Once you do this, you will have a list of potential careers that you are likely to excel in because you have the required aptitude. You are off to a great start! Now all you have to do is marry your strengths and interests. For this, you have to conduct substantial research on what each career involves regarding job responsibilities and how they align with your interests and personality. Doing so will help you further narrow down your list of professions. For example, if you are an introvert who dislikes attention, and one of your potential careers is actor, it’s not a good fit. Full disclosure: this is the only reason why I had to cross acting off my list. 

3. Write down what you want and what you don’t want

In my experience, career test results can be overwhelming. Like me, you are likely to get a long list of potential careers. Having too many choices can lead to anxiety, confusion, and analysis paralysis. I figured that the best way to deal with this issue is to write things down. So I made a list of things I want and a list of things I don’t want in my professional life.
One of the items on my ‘don’t want’ list stated that I don’t want to work with people with major mental health issues. And one of the items on my ‘want’ list stated that I want to help people with mental health issues. Only after I figured this out could I choose between counseling psychology and clinical psychology. 

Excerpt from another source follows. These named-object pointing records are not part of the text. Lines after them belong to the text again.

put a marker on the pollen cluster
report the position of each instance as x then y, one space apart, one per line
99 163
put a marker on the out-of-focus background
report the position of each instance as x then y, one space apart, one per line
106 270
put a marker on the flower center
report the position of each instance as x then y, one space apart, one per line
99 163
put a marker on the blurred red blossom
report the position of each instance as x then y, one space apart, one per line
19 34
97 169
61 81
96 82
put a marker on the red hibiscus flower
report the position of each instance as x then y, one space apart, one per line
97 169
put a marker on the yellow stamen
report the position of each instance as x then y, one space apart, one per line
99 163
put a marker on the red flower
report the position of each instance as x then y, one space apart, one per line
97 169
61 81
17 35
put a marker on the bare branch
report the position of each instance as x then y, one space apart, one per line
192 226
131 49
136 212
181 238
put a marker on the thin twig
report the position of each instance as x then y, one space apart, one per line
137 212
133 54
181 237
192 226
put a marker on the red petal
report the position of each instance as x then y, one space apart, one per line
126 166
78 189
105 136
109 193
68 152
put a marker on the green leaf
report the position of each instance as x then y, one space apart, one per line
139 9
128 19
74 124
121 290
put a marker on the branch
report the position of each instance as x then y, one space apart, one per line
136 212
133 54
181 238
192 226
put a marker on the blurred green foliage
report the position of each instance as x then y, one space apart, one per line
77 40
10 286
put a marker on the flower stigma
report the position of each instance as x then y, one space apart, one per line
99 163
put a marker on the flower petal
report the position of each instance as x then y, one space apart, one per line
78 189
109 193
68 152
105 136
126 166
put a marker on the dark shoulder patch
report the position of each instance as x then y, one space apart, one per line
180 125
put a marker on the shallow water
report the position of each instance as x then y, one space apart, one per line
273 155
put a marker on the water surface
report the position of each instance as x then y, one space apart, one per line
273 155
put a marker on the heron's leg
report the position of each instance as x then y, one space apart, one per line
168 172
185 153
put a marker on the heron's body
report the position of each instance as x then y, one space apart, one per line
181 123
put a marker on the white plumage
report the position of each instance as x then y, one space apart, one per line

4. Listen to your gut instinct

Once you complete the above steps, you should have one or two solid career options in front of you. When you can’t pick one, or if you have a longer list, you know who you should rely on, right? Your gut instinct. Even when you have all the data you need, your gut instinct is powerful and should not be ignored.

Towards the end of my evaluation, I was torn between becoming a counselor and a life coach. Both options change lives for the better. But my gut said I would be far more suited to the field of counseling than coaching. Plus, I always wanted to study psychology. So I have enrolled myself in a Master’s in Counseling Psychology. And now, I can’t wait for classes to begin! 

I hope this four-step process helps you rediscover your purpose in life. And once you do that, make sure you pursue it. Self-motivation helps and so does public accountability. I just did it by making this public declaration. Remember, no one has all the answers, and life is unpredictable. The wisest way to avoid regrets and succeed is to give everything your best shot.